Bulletin des arrêts des chambres civiles

Bulletin des arrêts des chambres civiles

Numéro 10 - Octobre 2022

INDEMNISATION DES VICTIMES D'ATTENTAT TERRORISTE

2e Civ., 27 octobre 2022, n° 21-13.134, (B), FS

Rejet

Bénéficiaires – Victime – Définition – Critères – Exposition directe à un péril objectif de mort ou d'atteinte corporelle

S'agissant d'actes de terrorisme en lien avec les infractions d'atteintes volontaires à la vie ou à l'intégrité des personnes, sont des victimes, au sens de l'article L.126-1 du code des assurances, les personnes qui ont été directement exposées à un péril objectif de mort ou d'atteinte corporelle.

Le fait pour une personne de s'être trouvée à proximité du lieu d'un attentat et d'en avoir été le témoin ne suffit pas, en soi, à lui conférer la qualité de victime.
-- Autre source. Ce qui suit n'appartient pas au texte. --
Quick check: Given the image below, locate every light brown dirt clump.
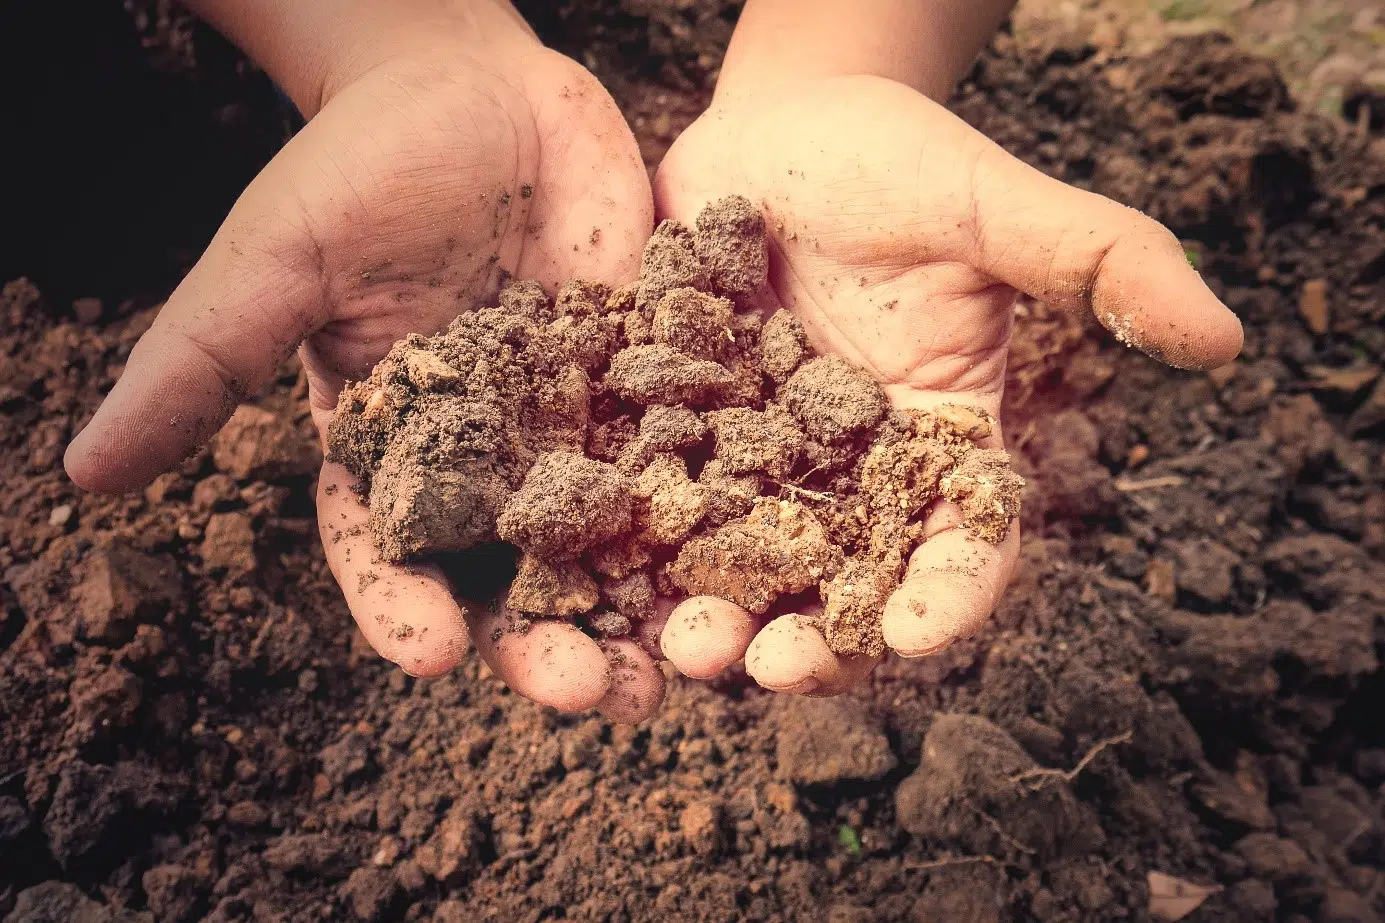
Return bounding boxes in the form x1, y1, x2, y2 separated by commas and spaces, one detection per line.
326, 197, 1023, 655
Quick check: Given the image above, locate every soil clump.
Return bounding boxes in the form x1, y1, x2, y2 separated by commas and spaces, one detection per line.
327, 198, 1021, 657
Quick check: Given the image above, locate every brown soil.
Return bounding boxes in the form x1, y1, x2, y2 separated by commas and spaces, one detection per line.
3, 4, 1385, 923
326, 198, 1017, 658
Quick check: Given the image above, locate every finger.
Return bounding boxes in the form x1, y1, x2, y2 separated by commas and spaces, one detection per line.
745, 613, 881, 696
514, 56, 654, 285
968, 136, 1242, 370
316, 460, 470, 676
597, 638, 667, 724
660, 596, 759, 680
632, 597, 677, 662
881, 502, 1020, 657
467, 605, 611, 713
64, 182, 327, 493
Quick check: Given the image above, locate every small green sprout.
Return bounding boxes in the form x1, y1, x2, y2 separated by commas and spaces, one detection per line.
837, 825, 862, 857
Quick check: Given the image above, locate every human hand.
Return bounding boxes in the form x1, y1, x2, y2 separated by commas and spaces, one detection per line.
650, 76, 1242, 694
63, 0, 663, 719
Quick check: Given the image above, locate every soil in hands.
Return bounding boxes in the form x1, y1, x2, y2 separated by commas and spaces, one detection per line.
325, 197, 1022, 657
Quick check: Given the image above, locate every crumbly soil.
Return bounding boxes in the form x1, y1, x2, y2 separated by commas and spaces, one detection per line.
326, 198, 1018, 658
4, 4, 1385, 923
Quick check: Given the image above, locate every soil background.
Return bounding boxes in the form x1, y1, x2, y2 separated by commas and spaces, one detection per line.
4, 2, 1385, 921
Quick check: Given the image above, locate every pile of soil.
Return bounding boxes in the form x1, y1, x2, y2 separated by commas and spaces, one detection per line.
3, 4, 1385, 923
326, 197, 1018, 657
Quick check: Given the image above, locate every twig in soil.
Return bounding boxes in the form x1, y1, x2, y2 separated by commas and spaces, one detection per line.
1114, 475, 1186, 492
769, 480, 835, 503
903, 853, 1004, 872
1008, 730, 1133, 792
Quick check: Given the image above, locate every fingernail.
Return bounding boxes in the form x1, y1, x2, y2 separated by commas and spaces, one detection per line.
898, 638, 954, 659
765, 677, 819, 696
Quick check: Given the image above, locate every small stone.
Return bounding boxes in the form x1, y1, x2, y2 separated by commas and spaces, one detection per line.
679, 800, 723, 856
402, 349, 462, 391
1298, 279, 1329, 335
47, 505, 73, 527
199, 512, 257, 577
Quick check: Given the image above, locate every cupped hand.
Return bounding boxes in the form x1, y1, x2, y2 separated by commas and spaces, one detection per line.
64, 20, 666, 719
651, 75, 1242, 694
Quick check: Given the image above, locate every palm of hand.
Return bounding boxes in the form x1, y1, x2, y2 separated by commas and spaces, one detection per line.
264, 48, 653, 402
657, 78, 1017, 414
299, 49, 661, 714
67, 42, 661, 718
651, 76, 1241, 695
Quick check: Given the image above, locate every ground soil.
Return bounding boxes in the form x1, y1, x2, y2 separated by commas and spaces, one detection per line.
4, 3, 1385, 922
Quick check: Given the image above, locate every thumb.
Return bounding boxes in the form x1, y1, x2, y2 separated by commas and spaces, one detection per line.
967, 141, 1243, 371
65, 182, 326, 492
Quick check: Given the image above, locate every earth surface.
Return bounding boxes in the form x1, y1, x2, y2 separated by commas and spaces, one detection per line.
3, 2, 1385, 921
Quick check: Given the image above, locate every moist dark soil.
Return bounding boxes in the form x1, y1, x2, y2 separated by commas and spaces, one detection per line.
4, 5, 1385, 923
327, 197, 1017, 658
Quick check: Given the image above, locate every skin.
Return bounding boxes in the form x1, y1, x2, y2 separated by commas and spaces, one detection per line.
652, 0, 1243, 694
62, 0, 664, 720
62, 0, 1242, 719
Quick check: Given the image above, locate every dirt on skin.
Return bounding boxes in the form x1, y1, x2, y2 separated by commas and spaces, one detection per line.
4, 3, 1385, 923
326, 197, 1020, 658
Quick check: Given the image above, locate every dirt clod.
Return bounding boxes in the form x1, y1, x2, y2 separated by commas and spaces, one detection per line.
325, 198, 1021, 654
782, 356, 889, 443
692, 194, 769, 296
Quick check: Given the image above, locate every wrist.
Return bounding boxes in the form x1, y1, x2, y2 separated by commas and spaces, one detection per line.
714, 0, 1014, 106
184, 0, 540, 118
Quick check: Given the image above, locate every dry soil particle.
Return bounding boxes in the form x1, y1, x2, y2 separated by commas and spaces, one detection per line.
326, 197, 1022, 652
666, 499, 842, 614
495, 452, 633, 561
781, 356, 889, 443
693, 194, 770, 296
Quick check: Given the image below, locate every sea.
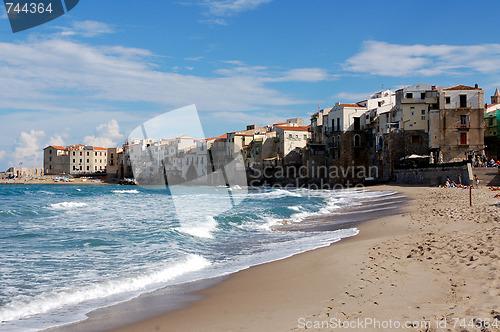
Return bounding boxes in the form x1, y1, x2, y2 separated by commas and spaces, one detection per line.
0, 184, 406, 331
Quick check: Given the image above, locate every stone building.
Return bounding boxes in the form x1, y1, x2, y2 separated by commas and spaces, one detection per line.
44, 144, 108, 175
43, 146, 69, 175
429, 84, 485, 163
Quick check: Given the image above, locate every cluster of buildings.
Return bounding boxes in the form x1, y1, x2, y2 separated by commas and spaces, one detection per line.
41, 82, 500, 185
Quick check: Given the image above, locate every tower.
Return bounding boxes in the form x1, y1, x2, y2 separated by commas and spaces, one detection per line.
491, 88, 500, 104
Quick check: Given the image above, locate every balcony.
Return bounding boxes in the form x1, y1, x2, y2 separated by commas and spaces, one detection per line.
456, 122, 470, 129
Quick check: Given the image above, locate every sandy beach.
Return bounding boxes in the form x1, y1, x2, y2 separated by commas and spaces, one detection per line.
97, 185, 499, 332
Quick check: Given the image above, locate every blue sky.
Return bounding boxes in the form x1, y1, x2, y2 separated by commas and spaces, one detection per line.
2, 0, 500, 170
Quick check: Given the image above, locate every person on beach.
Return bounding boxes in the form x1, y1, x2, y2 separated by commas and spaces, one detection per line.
474, 175, 479, 188
458, 174, 462, 185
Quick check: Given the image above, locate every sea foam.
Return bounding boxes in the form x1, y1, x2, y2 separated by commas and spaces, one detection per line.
112, 190, 140, 194
176, 216, 218, 239
0, 254, 210, 323
48, 202, 87, 210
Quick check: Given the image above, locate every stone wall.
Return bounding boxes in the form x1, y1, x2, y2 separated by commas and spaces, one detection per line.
393, 163, 473, 186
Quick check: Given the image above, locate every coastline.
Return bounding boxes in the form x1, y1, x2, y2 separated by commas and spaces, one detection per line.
0, 178, 115, 185
45, 185, 500, 332
108, 185, 417, 332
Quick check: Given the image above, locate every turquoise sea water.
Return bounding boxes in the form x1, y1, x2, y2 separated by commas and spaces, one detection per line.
0, 184, 403, 331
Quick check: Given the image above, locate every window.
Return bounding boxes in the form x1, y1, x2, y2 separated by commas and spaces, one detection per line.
460, 115, 467, 125
73, 152, 75, 156
87, 159, 89, 163
411, 136, 420, 144
460, 132, 468, 145
459, 95, 467, 108
87, 166, 90, 171
87, 152, 90, 156
353, 117, 360, 131
354, 149, 360, 159
353, 134, 361, 147
421, 116, 426, 120
49, 150, 52, 154
411, 112, 414, 116
406, 93, 413, 99
378, 101, 383, 107
49, 157, 52, 162
421, 110, 426, 115
445, 97, 451, 104
73, 159, 75, 163
337, 135, 341, 147
303, 135, 307, 139
80, 152, 82, 156
337, 118, 340, 131
421, 92, 425, 99
410, 106, 415, 109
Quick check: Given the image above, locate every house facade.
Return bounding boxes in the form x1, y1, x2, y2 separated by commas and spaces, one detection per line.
429, 85, 485, 163
43, 144, 108, 175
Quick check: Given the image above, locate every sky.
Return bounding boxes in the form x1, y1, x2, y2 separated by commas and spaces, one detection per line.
2, 0, 500, 170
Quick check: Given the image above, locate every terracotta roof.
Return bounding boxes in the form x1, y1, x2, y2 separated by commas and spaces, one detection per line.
272, 122, 288, 126
276, 125, 310, 132
48, 145, 66, 150
340, 103, 364, 108
205, 134, 227, 141
442, 85, 481, 91
93, 147, 107, 151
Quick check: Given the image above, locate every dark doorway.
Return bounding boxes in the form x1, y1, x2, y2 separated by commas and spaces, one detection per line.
460, 95, 467, 108
353, 117, 360, 131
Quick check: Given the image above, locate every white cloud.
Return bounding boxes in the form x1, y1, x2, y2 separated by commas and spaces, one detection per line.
48, 135, 66, 147
0, 151, 6, 160
83, 120, 123, 148
0, 38, 299, 113
184, 56, 205, 61
266, 68, 330, 82
215, 62, 329, 83
344, 40, 500, 77
12, 130, 45, 167
209, 111, 287, 126
202, 0, 272, 17
59, 20, 115, 37
198, 18, 228, 25
333, 91, 372, 103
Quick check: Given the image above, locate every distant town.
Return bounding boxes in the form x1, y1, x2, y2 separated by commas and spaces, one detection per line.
2, 83, 500, 186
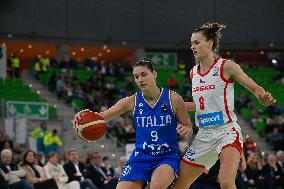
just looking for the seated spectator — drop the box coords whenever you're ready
[262,154,284,189]
[0,171,9,189]
[63,149,97,189]
[0,149,33,189]
[245,153,266,189]
[85,152,117,189]
[44,152,80,189]
[21,150,58,189]
[114,156,127,178]
[101,156,114,177]
[276,150,284,172]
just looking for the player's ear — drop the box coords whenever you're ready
[153,71,158,78]
[208,40,213,48]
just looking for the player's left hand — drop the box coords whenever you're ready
[176,124,193,136]
[258,91,276,106]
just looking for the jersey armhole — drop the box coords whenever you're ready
[168,90,176,116]
[189,68,194,80]
[132,92,137,116]
[220,60,234,83]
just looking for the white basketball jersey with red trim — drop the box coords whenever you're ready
[190,56,237,128]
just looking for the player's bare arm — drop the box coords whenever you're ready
[185,102,196,112]
[223,60,276,106]
[100,95,135,122]
[171,91,193,136]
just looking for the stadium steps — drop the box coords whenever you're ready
[236,113,273,153]
[22,71,125,166]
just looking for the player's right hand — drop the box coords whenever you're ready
[72,109,91,128]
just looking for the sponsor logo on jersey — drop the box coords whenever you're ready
[197,111,224,127]
[139,103,144,107]
[192,84,215,93]
[142,142,171,155]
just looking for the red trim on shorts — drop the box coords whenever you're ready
[182,159,205,168]
[220,60,234,83]
[221,127,243,155]
[197,56,221,77]
[224,82,232,122]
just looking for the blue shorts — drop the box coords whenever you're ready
[119,150,180,182]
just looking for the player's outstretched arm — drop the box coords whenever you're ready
[100,95,134,122]
[171,91,193,136]
[223,60,276,106]
[185,101,196,112]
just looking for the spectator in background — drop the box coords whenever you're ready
[276,150,284,172]
[85,152,117,189]
[0,131,13,152]
[44,152,80,189]
[63,149,97,189]
[114,156,127,178]
[36,152,46,167]
[40,56,50,73]
[101,156,115,178]
[243,136,256,155]
[262,154,284,189]
[21,150,58,189]
[245,153,265,189]
[56,74,66,100]
[0,171,9,189]
[10,52,21,78]
[31,121,50,154]
[167,73,179,90]
[0,149,33,189]
[43,129,63,155]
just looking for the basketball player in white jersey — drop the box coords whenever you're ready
[173,22,276,189]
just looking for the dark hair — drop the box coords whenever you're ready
[194,22,226,52]
[133,58,155,72]
[47,152,57,160]
[22,149,36,165]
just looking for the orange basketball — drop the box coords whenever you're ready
[75,111,107,142]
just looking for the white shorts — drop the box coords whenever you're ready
[182,122,243,170]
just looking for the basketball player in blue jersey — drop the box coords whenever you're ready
[73,58,193,189]
[173,22,276,189]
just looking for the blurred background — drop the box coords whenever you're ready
[0,0,283,189]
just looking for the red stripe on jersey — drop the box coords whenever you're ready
[220,127,243,155]
[197,56,221,77]
[224,82,232,122]
[220,60,234,83]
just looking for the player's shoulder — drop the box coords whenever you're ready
[169,90,183,103]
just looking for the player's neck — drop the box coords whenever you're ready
[199,53,216,72]
[143,86,161,102]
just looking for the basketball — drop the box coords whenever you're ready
[75,111,107,142]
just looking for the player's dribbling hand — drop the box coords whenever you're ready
[72,109,92,128]
[176,123,193,137]
[258,91,276,106]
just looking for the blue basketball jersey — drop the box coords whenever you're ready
[133,88,178,156]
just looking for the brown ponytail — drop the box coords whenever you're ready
[194,22,226,52]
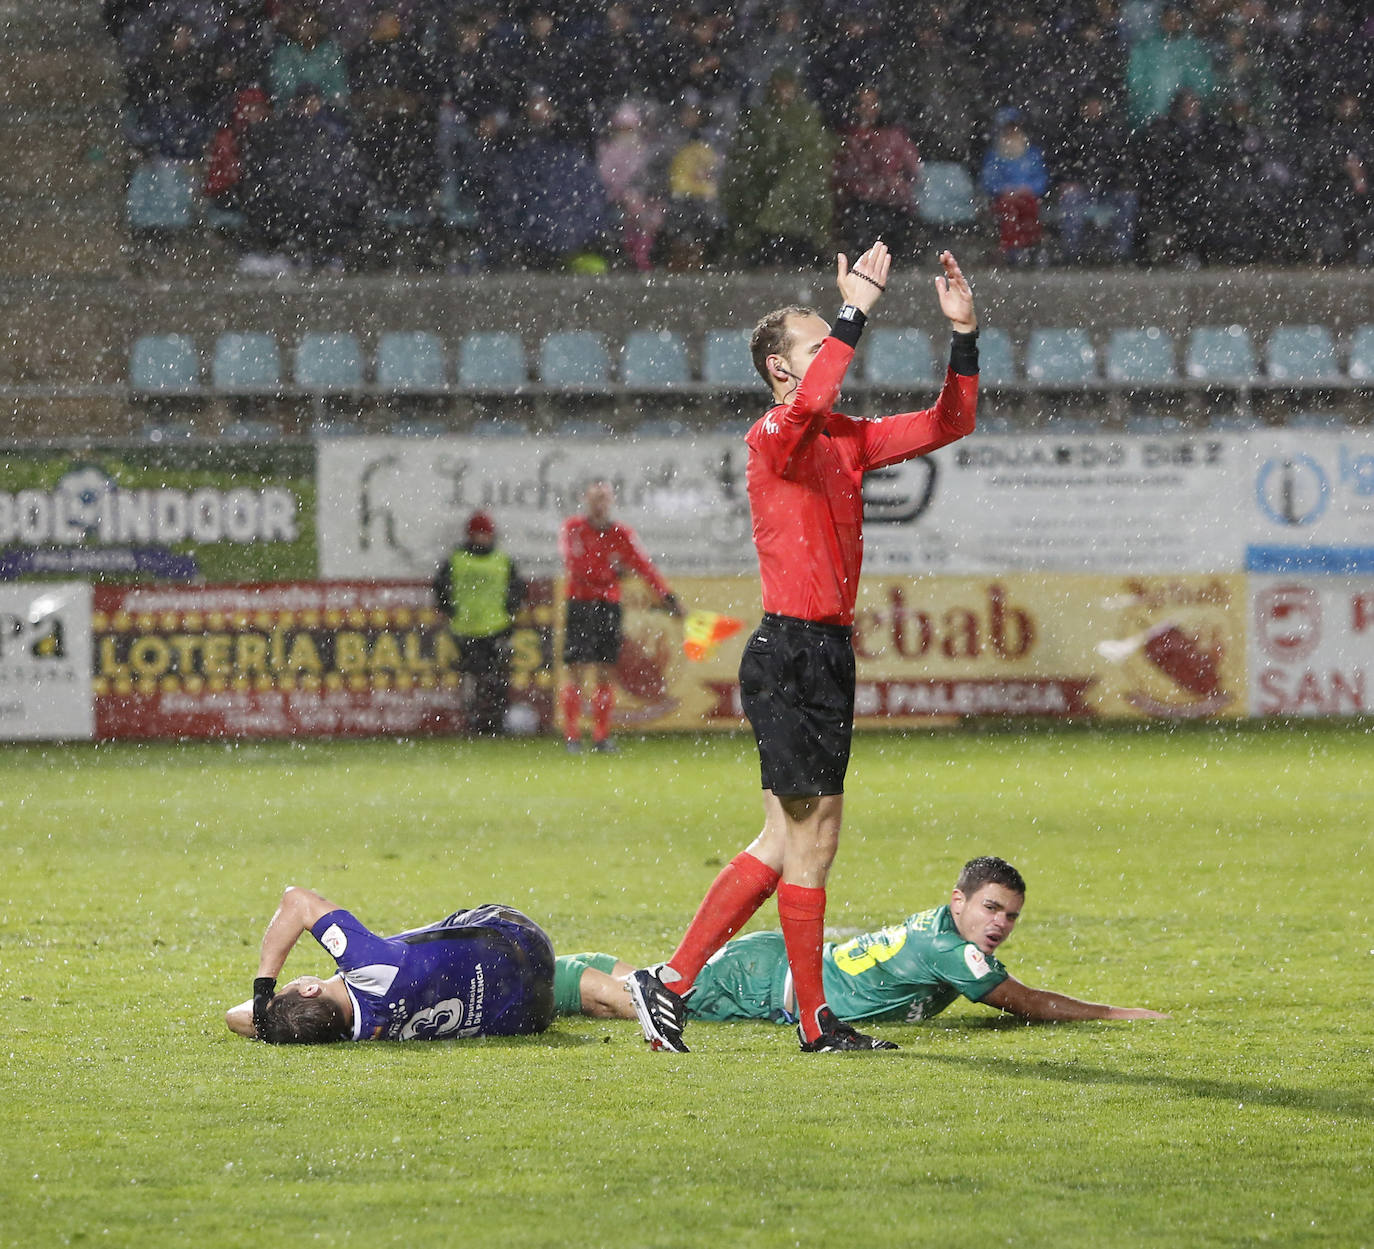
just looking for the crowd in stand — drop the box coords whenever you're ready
[102,0,1374,274]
Une cour d'appel, qui relève que des personnes étaient éloignés de 400 mètres du lieu où avait pris fin l'attentat, et qui met ainsi en évidence qu'elles n'avaient, à aucun moment, été directement exposées à un péril objectif de mort ou d'atteinte corporelle, a pu décider qu'elles n'avaient pas la qualité de victimes au sens de ce texte et ne pouvaient ainsi être indemnisées par le Fonds de garantie des victimes des actes de terrorisme et d'autres infractions (FGTI).

Faits et procédure

1. Selon l'arrêt attaqué (Aix-en-Provence, 21 janvier 2021), Mme [L] et M. [T], qui étaient présents à proximité du site de l'attentat perpétré le 14 juillet 2016, à Nice, au moyen d'un camion qui s'était engouffré dans la foule, ont adressé au Fonds de garantie des victimes des actes de terrorisme et d'autres infractions (FGTI) une demande d'indemnisation de leurs préjudices, en faisant valoir qu'ils avaient subi des répercussions psychologiques à la suite de cet événement.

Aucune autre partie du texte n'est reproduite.